Taiwan’s Hsiung-feng III missile is displayed during the National Day parade in Taipei. Photo: Twitter

Taiwan has announced it will double its missile production capacity, a move that aims to increase the self-governing island’s defense self-reliance. The move comes as China warns pointedly against US moves to expand ties with Taiwan, with Foreign Minister Wang Yi saying this week that such moves will “bring unbearable consequences for the US side.”  

According to a report from Taiwan’s Ministry of Defense, the military-owned National Chung Shan Institute of Science & Technology (NCSIST) is aiming to build 34 new facilities to increase production of the Tien Kung surface-to-air missile, the Tien Chien air-to-air missile, the Wan Chien air-launched cruise missile and the Hsiung Feng anti-ship missile.

The new missile production facilities aim to boost Taiwan’s missile production rate from 207 to 497 rounds per year, with production peak starting in 2023.

Since 2018, NCSIST has spent US$249 million to upgrade 80 missile-related facilities. At present, 50 facilities have completed upgrades with the rest projected to be finished by June this year.

Aside from missiles, Taiwan also plans to start producing attack drones, with an annual production target of 48 units. Other weapons systems Taiwan also aims to indigenously produce include high-tech warships and submarines.

Apart from producing its own missiles and other weapons, Taiwan is receiving substantial assistance from the US, its traditional security partner. The US recently approved a $498 million deal for Taiwan, specifically for the Harpoon Coastal Defense System.

The deal includes 100 Launcher Transporter Units, 25 Radar Units and HCDS training equipment. The contract is expected to be finished by December 2028. Last month, the US also approved a $100 million upgrade package for Taiwan to sustain, maintain and improve its existing Patriot missile batteries.

In response to the US sale of Patriot missile upgrades to Taiwan, China has enacted sanctions on US arms contractors Lockheed Martin and Raytheon, targeting specifically rare earth exports to these companies.

Taiwan’s increased spending is part of a $8 billion over the next five years to bolster its defenses against an increasingly assertive China, with 64% of the budget going to naval weapons such as anti-ship missiles and warships.  

A Taiwanese flag is seen behind standard Type II missiles on the destroyer Kee Lung during a drill near Yilan naval base, Taiwan, on April 13, 2018. Photo: Reuters / Tyrone Siu
A Taiwanese flag is seen behind standard Type II missiles on the destroyer Kee Lung during a drill near Yilan naval base, Taiwan, on April 13, 2018. Photo: Agencies

These developments have been spurred on by China’s increasingly assertive behavior in the Taiwan Strait. In January 2022, China sent 39 warplanes to Taiwan’s air defense identification zone (ADIZ), prompting Taipei to launch its own aircraft and deploy missile batteries in response. In October last year China sent nearly 100 warplanes into Taiwan’s ADIZ over a four-day period.

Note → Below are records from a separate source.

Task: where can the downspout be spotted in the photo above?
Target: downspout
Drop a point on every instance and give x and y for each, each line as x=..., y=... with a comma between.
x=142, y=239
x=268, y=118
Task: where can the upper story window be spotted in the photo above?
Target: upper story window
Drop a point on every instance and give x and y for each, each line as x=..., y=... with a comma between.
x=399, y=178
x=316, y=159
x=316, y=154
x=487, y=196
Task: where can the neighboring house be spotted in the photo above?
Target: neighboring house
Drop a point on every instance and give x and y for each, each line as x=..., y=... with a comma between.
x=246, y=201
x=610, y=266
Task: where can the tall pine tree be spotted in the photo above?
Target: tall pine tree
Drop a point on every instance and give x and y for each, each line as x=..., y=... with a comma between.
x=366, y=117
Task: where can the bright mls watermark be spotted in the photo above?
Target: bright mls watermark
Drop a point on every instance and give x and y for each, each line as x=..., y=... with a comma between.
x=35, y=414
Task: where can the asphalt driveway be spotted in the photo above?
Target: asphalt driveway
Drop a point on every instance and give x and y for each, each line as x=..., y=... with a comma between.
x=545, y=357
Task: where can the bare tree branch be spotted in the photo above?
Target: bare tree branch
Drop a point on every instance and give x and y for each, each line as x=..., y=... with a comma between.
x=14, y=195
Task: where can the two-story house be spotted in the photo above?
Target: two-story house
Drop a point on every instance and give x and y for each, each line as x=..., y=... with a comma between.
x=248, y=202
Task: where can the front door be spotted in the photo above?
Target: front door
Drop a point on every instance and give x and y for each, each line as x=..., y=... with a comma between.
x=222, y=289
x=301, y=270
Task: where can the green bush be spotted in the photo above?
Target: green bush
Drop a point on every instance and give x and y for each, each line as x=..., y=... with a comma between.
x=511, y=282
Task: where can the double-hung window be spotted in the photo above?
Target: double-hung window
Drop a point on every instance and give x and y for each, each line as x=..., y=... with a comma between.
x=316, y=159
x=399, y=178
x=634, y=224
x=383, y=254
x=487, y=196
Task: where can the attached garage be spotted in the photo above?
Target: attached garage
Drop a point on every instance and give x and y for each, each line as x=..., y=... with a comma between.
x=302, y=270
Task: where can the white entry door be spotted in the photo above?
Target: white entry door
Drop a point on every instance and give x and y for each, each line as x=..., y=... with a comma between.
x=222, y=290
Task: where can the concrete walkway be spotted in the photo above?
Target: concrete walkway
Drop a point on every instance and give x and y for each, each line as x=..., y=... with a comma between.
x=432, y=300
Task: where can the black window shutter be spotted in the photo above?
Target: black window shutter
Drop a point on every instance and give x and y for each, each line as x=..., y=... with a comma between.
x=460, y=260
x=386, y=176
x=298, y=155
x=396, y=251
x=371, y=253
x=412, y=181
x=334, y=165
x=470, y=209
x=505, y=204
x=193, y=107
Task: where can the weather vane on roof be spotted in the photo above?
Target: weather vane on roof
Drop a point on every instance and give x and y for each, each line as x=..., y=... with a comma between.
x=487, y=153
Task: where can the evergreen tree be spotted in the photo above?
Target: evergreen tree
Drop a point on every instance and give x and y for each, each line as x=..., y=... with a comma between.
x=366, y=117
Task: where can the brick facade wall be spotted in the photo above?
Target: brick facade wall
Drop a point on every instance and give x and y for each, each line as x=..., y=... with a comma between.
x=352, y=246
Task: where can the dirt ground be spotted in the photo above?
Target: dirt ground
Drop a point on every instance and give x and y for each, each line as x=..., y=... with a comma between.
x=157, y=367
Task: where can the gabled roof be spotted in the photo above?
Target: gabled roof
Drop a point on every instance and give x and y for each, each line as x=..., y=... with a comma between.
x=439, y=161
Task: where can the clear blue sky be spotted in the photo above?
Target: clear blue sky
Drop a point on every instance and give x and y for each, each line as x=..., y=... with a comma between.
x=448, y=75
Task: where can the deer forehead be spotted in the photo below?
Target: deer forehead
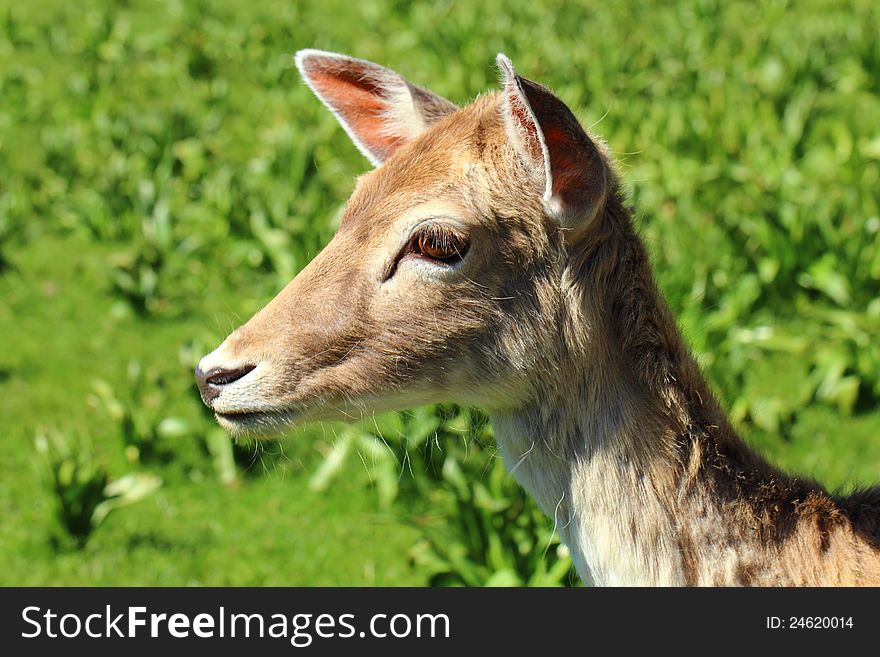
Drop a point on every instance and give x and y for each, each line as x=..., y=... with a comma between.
x=463, y=168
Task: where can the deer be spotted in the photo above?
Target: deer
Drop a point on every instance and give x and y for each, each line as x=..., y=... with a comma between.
x=490, y=258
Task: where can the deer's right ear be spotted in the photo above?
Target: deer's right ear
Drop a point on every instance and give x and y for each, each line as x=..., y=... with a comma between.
x=548, y=137
x=379, y=109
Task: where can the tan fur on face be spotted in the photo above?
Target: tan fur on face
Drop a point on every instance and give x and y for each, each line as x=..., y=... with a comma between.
x=553, y=323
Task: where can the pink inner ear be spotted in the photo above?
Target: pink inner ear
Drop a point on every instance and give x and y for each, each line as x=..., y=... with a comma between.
x=358, y=98
x=523, y=118
x=567, y=170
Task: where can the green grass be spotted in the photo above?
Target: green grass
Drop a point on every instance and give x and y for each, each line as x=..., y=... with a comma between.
x=163, y=172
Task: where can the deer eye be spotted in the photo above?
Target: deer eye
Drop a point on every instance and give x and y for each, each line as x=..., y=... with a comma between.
x=439, y=244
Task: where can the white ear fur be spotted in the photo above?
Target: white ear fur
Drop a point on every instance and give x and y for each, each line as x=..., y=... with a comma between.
x=572, y=167
x=398, y=111
x=516, y=103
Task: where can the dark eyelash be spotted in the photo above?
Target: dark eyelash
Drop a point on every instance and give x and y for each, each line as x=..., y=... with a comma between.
x=444, y=238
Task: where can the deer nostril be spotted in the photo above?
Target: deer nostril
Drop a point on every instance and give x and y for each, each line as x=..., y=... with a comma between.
x=220, y=377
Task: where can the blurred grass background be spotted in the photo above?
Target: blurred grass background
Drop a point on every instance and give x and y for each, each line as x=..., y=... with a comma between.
x=163, y=172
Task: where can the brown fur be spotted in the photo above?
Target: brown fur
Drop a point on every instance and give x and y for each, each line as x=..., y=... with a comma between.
x=557, y=327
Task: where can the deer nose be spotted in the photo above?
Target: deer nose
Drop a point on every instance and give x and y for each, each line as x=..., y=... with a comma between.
x=211, y=382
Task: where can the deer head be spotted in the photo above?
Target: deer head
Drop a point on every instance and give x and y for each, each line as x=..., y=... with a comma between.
x=447, y=277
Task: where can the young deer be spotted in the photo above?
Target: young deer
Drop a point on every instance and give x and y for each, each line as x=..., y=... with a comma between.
x=490, y=259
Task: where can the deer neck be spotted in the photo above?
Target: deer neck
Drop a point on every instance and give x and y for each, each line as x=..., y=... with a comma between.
x=612, y=448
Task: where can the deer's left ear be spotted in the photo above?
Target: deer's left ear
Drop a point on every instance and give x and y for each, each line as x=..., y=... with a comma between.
x=553, y=144
x=378, y=108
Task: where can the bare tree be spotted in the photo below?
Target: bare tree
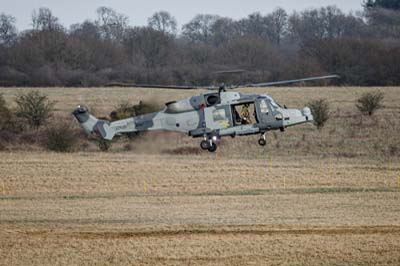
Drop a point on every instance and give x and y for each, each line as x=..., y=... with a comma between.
x=277, y=25
x=8, y=31
x=43, y=19
x=200, y=28
x=111, y=23
x=164, y=22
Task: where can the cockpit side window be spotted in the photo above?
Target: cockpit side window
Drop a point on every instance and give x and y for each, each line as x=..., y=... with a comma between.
x=219, y=115
x=274, y=104
x=264, y=107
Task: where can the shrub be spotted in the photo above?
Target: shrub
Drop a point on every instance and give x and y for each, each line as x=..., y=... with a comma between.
x=60, y=138
x=34, y=107
x=4, y=113
x=369, y=102
x=8, y=121
x=320, y=111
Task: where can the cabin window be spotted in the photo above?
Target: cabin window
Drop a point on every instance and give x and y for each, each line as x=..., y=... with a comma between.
x=264, y=107
x=212, y=99
x=219, y=115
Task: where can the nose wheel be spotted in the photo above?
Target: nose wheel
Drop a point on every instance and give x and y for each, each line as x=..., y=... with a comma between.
x=208, y=145
x=262, y=141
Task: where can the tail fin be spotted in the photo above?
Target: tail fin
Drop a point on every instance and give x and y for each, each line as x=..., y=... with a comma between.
x=93, y=125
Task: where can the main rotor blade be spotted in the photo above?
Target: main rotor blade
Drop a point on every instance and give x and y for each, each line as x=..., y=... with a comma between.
x=266, y=84
x=156, y=86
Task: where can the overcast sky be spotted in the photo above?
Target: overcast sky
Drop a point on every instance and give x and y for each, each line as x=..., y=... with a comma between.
x=74, y=11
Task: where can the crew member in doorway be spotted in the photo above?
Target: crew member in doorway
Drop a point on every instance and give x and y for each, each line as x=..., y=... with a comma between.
x=245, y=114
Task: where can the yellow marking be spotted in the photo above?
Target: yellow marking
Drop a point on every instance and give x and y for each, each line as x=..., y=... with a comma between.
x=398, y=182
x=224, y=123
x=284, y=182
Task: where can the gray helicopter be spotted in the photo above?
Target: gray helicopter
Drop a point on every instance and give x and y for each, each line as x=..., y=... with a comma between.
x=210, y=115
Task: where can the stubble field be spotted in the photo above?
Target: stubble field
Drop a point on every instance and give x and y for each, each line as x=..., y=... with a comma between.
x=291, y=204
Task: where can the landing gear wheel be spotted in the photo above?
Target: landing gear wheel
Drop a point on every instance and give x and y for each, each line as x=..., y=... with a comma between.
x=205, y=144
x=212, y=147
x=262, y=142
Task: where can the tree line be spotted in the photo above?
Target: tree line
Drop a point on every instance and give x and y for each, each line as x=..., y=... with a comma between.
x=362, y=47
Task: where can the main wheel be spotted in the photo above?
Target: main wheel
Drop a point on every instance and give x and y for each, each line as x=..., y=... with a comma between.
x=204, y=145
x=212, y=147
x=262, y=142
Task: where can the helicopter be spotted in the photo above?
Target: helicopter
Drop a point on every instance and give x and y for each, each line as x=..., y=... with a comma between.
x=219, y=112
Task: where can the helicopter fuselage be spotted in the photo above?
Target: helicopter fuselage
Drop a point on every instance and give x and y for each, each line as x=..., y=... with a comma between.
x=209, y=116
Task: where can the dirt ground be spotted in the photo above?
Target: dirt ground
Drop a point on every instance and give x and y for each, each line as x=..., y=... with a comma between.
x=130, y=209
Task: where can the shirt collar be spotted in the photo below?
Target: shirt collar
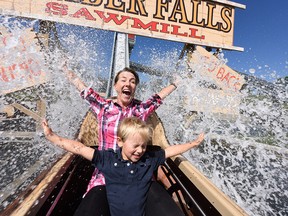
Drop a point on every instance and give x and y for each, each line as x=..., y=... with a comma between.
x=143, y=159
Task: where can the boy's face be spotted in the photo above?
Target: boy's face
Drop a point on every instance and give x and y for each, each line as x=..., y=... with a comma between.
x=125, y=87
x=133, y=148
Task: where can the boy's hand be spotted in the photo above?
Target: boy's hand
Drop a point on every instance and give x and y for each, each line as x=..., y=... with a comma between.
x=47, y=130
x=199, y=139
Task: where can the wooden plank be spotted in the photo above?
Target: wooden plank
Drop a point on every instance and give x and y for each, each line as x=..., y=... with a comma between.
x=213, y=101
x=23, y=109
x=8, y=110
x=209, y=23
x=22, y=63
x=216, y=197
x=35, y=199
x=13, y=134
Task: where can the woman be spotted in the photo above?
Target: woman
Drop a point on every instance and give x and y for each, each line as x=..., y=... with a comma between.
x=109, y=113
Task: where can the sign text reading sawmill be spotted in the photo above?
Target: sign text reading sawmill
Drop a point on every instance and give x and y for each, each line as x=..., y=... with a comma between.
x=202, y=22
x=183, y=19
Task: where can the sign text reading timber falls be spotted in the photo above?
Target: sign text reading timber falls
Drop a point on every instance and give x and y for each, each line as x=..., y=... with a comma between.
x=209, y=23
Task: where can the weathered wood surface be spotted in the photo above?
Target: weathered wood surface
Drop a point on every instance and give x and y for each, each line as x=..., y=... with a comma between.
x=209, y=23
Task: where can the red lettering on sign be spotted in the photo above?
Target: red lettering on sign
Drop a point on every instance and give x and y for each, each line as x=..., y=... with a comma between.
x=193, y=34
x=8, y=74
x=56, y=8
x=83, y=12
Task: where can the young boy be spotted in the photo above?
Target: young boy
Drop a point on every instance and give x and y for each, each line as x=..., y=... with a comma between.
x=128, y=171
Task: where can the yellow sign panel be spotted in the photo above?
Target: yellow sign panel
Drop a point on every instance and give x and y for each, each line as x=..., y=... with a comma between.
x=208, y=65
x=21, y=63
x=214, y=101
x=209, y=23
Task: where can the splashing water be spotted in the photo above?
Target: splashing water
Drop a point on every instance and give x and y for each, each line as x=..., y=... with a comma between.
x=245, y=155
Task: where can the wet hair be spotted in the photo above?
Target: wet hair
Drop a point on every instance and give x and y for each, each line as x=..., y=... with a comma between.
x=126, y=69
x=133, y=125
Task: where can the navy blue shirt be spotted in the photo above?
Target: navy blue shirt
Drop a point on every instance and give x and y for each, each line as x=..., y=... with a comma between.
x=127, y=183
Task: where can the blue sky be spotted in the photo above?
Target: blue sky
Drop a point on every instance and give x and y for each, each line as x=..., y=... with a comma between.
x=260, y=29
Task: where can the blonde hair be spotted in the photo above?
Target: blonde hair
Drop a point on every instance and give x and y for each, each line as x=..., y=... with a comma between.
x=132, y=125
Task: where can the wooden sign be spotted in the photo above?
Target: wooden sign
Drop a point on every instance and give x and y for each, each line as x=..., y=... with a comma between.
x=214, y=101
x=208, y=65
x=209, y=23
x=21, y=63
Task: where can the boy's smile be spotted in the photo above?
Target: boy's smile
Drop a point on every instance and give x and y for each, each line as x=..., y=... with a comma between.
x=133, y=148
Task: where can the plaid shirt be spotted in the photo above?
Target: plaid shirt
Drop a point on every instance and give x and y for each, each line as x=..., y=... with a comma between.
x=109, y=115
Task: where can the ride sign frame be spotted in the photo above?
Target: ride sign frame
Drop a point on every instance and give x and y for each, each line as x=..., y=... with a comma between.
x=206, y=22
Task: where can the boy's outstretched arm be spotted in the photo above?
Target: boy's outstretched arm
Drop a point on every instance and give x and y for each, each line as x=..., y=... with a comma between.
x=181, y=148
x=72, y=146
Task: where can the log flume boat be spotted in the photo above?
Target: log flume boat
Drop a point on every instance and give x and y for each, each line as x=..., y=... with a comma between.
x=59, y=190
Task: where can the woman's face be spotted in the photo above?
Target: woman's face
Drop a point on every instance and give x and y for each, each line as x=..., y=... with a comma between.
x=125, y=88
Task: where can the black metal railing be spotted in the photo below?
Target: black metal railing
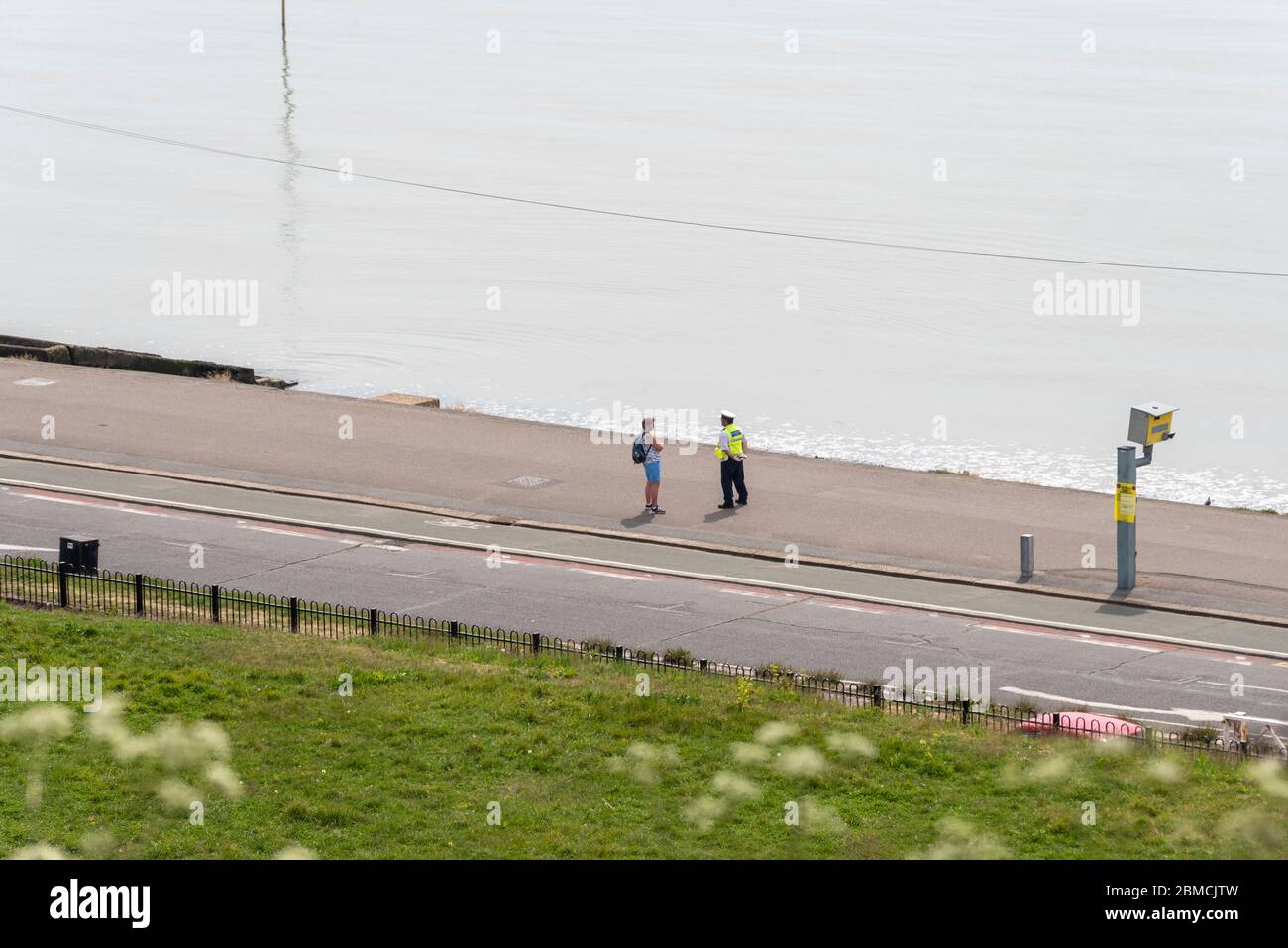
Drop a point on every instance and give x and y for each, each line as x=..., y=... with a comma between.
x=40, y=583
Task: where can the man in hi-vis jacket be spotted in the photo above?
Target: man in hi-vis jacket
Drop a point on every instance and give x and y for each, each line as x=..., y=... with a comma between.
x=732, y=450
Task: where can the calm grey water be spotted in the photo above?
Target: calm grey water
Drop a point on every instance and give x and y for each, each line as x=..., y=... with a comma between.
x=892, y=356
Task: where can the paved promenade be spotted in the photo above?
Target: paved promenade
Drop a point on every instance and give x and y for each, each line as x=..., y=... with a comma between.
x=883, y=518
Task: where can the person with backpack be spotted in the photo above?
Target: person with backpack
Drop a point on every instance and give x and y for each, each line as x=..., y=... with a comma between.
x=647, y=450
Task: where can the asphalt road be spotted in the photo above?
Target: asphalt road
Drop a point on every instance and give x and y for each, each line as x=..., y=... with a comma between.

As Taiwan’s military is substantially dwarfed by China’s, it must resort to asymmetrical warfare to hold out until the US can potentially intervene in a conflict scenario. This includes building its own anti-access/area denial (A2/AD) capabilities such as naval mines, torpedoes, mobile missile batteries, stealth fast attack craft and submarines.

Any successful defense of Taiwan against a Chinese invasion would depend on US intervention, which as a matter of policy the US is ambiguous and non-committal about.

Strategic ambiguity helps to skirt US political sensitivities for a possible military intervention, keeps China mollified by avoiding any official support for Taiwanese independence and prompts Taiwan to harden its own defenses against invasion.

China views Taiwan as a renegade province, which must eventually be reunified to the mainland preferably through diplomatic means, although China does not rule out using force to achieve the goal.

It has repeatedly warned that Taiwan’s declaration of independence is a red line; Foreign Minister Wang said this week, “Taiwan will eventually return to the embrace of the motherland.”

Russia’s attack on Ukraine has sparked concerns a similar crisis could soon erupt over Taiwan, a democratically governed island of more than 23 million people and key global source of semiconductors. Wang dismissed the comparisons in his comments, arguing that Taiwan is part of Chinese territory. 

Chinese Foreign Minister Wang Yi sees Taiwan as part of the Chinese “motherland.” Image: AFP

“Some, while being vocal about the principle of sovereignty on the Ukrainian issue, have kept undermining China’s sovereignty and territorial integrity on the Taiwan question — this is a blatant double standard,” Wang said. 

However, Taiwanese President Tsai Ing-wen has stated that Taiwan does not need to declare independence, and that China needs to accept this reality. To emphasize this, she pointed out that Taiwan has its own government, military, and elections.

She has warned an invasion would be extremely costly for China. President Tsai contends that the strategic situation has changed, and that maintaining “ambiguity” over Taiwan’s political status no longer serves the purpose it once did.